Versions (relevant - OpenSearch/Dashboard/Server OS/Browser):
Opensearch Version 2.6.0
Describe the issue:
I launched a single-node Opensearch on EC2 instance and the service stopped with an this log level WARN and ERROR
[2023-10-16T08:40:21,922][WARN ][o.o.m.f.FsHealthService ] [<node_name>] health check of [/var/lib/opensearch/nodes/0] took [223936ms] which is above the warn threshold of [5s]
[2023-10-16T08:40:22,067][ERROR][o.o.m.f.FsHealthService ] [<node_name>] health check of [/var/lib/opensearch/nodes/0] failed, took [223936ms] which is above the healthy threshold of [1m]
After restarting the EC2 instance, the opensearch resumed again.

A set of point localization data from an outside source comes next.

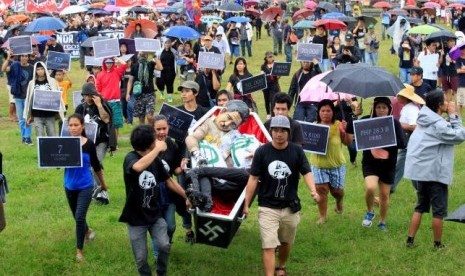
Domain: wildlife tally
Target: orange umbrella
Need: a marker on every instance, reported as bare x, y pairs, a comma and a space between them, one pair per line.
149, 28
17, 18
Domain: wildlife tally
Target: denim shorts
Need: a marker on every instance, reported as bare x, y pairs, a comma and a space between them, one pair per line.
335, 177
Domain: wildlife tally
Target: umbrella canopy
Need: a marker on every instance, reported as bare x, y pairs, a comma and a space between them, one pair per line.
382, 4
432, 5
18, 18
182, 32
311, 5
333, 15
73, 10
34, 40
422, 29
231, 7
45, 24
327, 6
376, 81
130, 44
302, 12
250, 4
252, 11
211, 18
367, 19
112, 8
148, 27
398, 12
330, 24
237, 19
304, 24
458, 215
441, 36
455, 52
315, 90
271, 13
88, 42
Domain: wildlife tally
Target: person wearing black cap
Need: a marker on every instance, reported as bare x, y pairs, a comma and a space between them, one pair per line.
53, 46
278, 165
349, 53
378, 166
421, 87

Looking at this elasticsearch forum page, who seems to have had a similar problem, it seems that the disks are performing very poorly and perhaps overloaded.
Based on the cat allocation opensearch documentation, I checked the allocation of disk space with this command
GET _cat/allocation?v=true&h=node,shards,disk.*
and received this result
node shards disk.indices disk.used disk.avail disk.total disk.percent
<node_name> 230 7.9gb 39.1gb 40.8gb 79.9gb 48
UNASSIGNED 209
the node seems to be using 48% of disk space.
First, is this the way to find out the cause of the problem? What are the steps I need to take to avoid the error from happening again?
Any help/direction helps, thank you beforehand.